I read an article in the newspaper whereby a convicted criminal was reported to be allowed to sue a nurse in the NHS for damages.
The nurse’s crime was to not move out of the way when the criminal head-butted him, which resulted in the criminal sustaining bruising around his eye.
No consideration seems to have been given to the nurse, and the physical and emotional trauma that he has received, resulting in him needing sick leave for three months.
From an outsider’s point of view, it seems that the attacker has become the victim and the victim has become the attacker.
One of the latest ideas on how to control badly behaved children is to reward them lavishly when they do not misbehave.
The idea is to encourage them always to behave well.
Will such action encourage already well behaved children to behave badly, as those who are not rewarded for their normally good behaviour would, once they’ve been labelled ‘unruly’ by bad behaviour, be rewarded when their behaviour becomes acceptable once more?
I realise that I have simply read the newspaper reports and I am not in a position to see all of the facts and make a critical analysis of these cases.

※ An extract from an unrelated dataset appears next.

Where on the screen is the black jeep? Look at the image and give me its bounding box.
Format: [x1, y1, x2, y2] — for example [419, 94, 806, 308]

I don’t wish to appear judgemental in any of them; I realise there are no easy solutions to them.
But the common thread that runs through these and many other cases like them is that from the outside looking in, the justice system seems to get things upside down at times.
It would be easy for each one of us, and society in general, to turn our backs on such cases and treat these people as lost causes without any hope.
There are many such cases recorded in the Bible, we think of King David and Saint Paul for example.
Both, in their own way had carried out terrible acts, contrary to God’s commandments.
But in them we find hope for all the lost in our own society, because, despite their failings, with God’s intervention they turned from their evil ways and became great pillars of faith.
Despite all of our own failings, there is still hope for each one of us - with God’s help.